The plan worked. Just not in the way Kilcoyne had intended.

In late March, the California Department of Justice's DNA laboratory jolted LAPD detectives with news that the saliva collected from 72-year-old John Floyd Thomas, one of the sex offenders contacted by Webb's officers, matched genetic evidence found at the crime scenes of two Los Angeles women raped and killed in the 1970s. Soon after, Thomas was tied by DNA to three more slayings. Details from those cases matched dozens of other unsolved murders and rapes. The women, however, had been older and white, not black and young.

And Thomas' DNA didn't match the man Kilcoyne was hunting. In looking for one serial killer, the LAPD believes it has stumbled upon another.

The capture of Thomas was one of the biggest by California law enforcement in recent years. Police suspect he is the "Westside Rapist" - the man who late at night terrorized upscale neighborhoods on the city's Westside in the 1970s, breaking silently into the homes of women who lived alone and raping and strangling them. The violence stopped when Thomas was sent to prison for a rape and started again in Claremont, shortly after Thomas was released and moved to the area, according to police. At the time of his release, authorities did not keep DNA databases.

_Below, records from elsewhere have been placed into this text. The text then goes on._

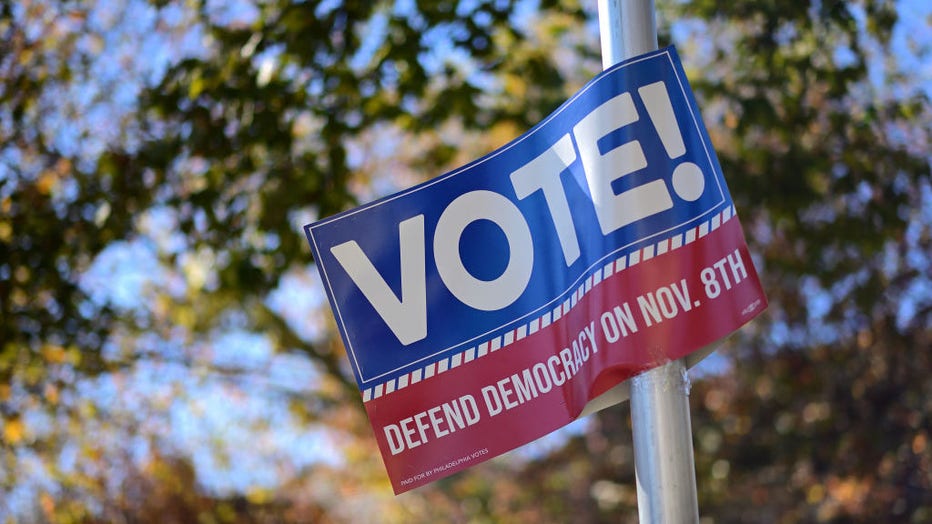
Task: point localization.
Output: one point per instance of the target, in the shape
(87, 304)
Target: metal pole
(663, 449)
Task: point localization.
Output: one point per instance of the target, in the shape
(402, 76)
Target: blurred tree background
(166, 354)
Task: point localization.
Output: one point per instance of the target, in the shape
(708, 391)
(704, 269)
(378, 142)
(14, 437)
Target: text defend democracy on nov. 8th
(663, 303)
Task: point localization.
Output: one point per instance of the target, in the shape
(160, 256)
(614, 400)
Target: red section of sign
(656, 310)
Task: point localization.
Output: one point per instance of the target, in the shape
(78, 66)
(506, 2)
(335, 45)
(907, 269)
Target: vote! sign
(486, 307)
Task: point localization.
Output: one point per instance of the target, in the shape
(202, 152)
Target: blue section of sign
(679, 169)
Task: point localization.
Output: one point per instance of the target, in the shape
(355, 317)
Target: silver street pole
(663, 449)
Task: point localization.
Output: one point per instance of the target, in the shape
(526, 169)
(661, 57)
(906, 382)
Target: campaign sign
(484, 308)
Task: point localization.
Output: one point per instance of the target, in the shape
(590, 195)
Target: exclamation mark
(688, 181)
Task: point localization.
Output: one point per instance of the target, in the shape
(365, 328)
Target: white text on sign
(406, 315)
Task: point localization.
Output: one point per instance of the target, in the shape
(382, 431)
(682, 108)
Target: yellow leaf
(13, 431)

Thomas is scheduled to be arraigned in August on two murder charges. LAPD Det. Richard Bengston, who is handling the case with his partner, acknowledged in an interview that DNA evidence from several of Thomas' other suspected crime scenes is not as definitive, but said he expects the LAPD and the L.A. County Sheriff's Department to file additional murder charges.

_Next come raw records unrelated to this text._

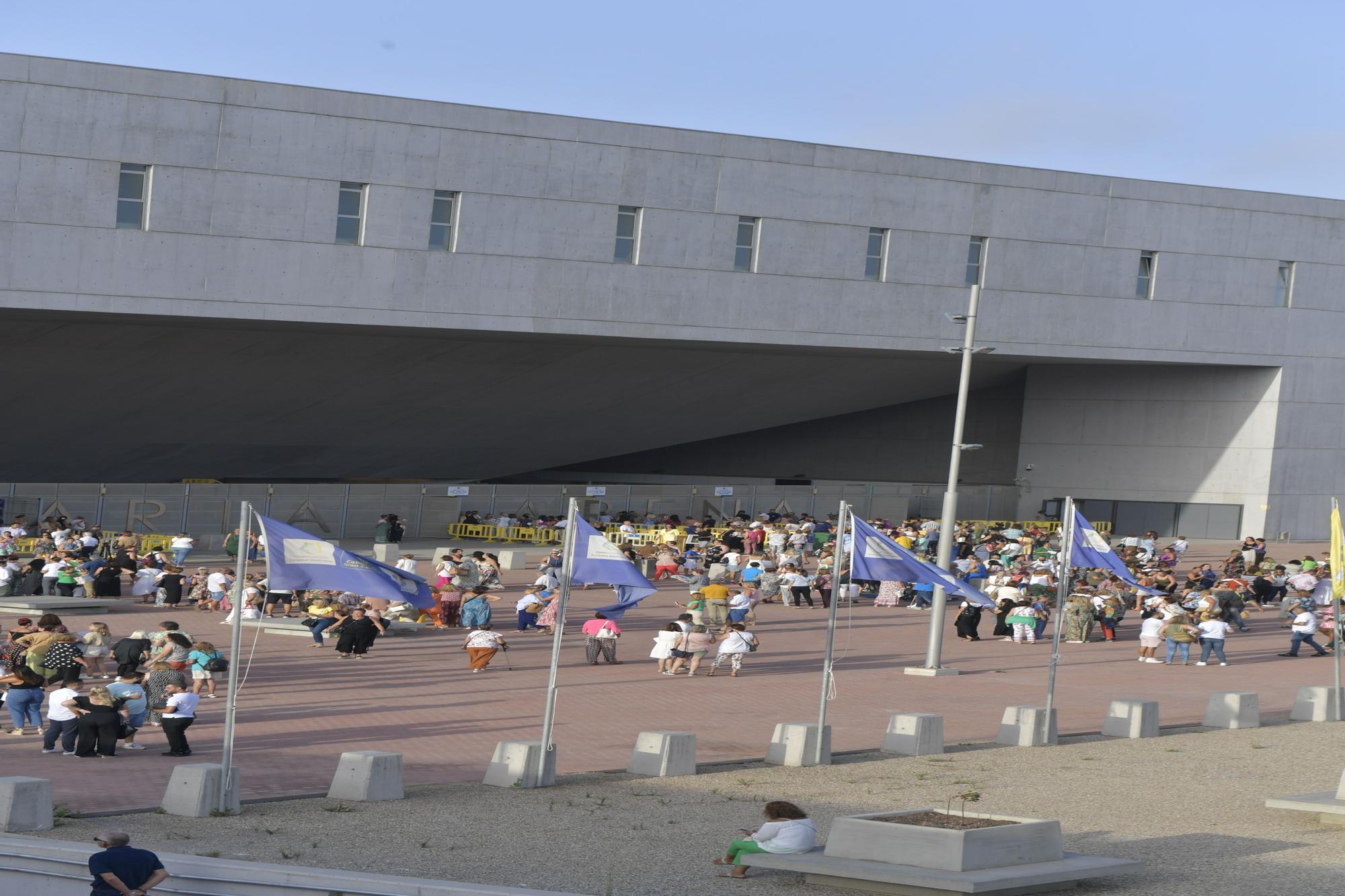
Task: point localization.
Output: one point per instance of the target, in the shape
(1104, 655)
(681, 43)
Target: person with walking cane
(357, 633)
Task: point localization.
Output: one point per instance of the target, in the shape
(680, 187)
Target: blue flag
(598, 561)
(298, 560)
(1093, 552)
(879, 559)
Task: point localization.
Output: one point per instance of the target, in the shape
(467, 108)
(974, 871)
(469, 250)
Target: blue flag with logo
(295, 559)
(598, 561)
(879, 559)
(1093, 552)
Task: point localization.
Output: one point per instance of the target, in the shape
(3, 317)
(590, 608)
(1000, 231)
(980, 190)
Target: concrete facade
(237, 280)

In addition to the 12 known Westside slayings in the mid-1970s that police say fit Thomas' profile, Bengston said his recent review of files from the early part of the decade turned up 15 more suspected cases. Files from the previous decade will probably contain more, he said. Because of insufficient evidence, not all will lead to formal charges, but police say they believe they ultimately will be able to close more than 30 homicide cases and dozens of rape cases.

Webb said Thomas had not been a stranger to the LAPD, coming in to a station once a year to register his home address. It was not immediately clear why he had not already submitted a DNA sample when officers visited him in October and swabbed the inside of his cheek.

Thomas, his former wives and his sons have refused repeated requests to be interviewed. Bengston, however, said a four-hour interrogation of Thomas offered a glimpse into what allegedly drove him. Because many of the victims' homes had also been burglarized, some had speculated the man responsible had primarily wanted to steal.

"No, he was sexually motivated," Bengston alleged. "It was a sex thing. He stole things as an afterthought ... He never came to a full confession, but we got pretty deep into his head." Bengston speculated that Thomas didn't necessarily intend to kill the women, but frequently did so in an effort to silence them during the attacks.

While the city celebrated Thomas' arrest, Kilcoyne and his detective task force continued their search for what had suddenly become the "other" serial killer.

"People were calling for a week afterward congratulating me," Kilcoyne said with a laugh. "They heard about it and thought we had caught our man. I had to tell them, 'Nope. Different guy.' "

Kilcoyne and his detectives have experienced the disappointment of watching promising leads run into dead ends in recent months. Det. Bill Fallon and his partner spent several painstaking months tracking down one victim's pimp and others who saw her the night she was killed, only to have them cleared by DNA testing. Det. Paul Coulter traveled to the outskirts of Macon, Ga., in April to exhume the body of a pastor of the defunct Cosmopolitan Church, which owned a van tied to one of the killings. He, too, was cleared by genetic tests.

The detectives remain focused on the church, convinced that it and a man who made an anonymous call to police after witnessing the killer drop a victim's body out of the van hold the answer to finding their suspect.

Barring that, they haven't given up hope that he'll have a run-in with police and have his DNA profile added to state databases, just like Thomas'.

"Damn, man, you wish it would have hit on ours," Coulter said. "You just keep working and hopefully we'll get a phone call like that someday."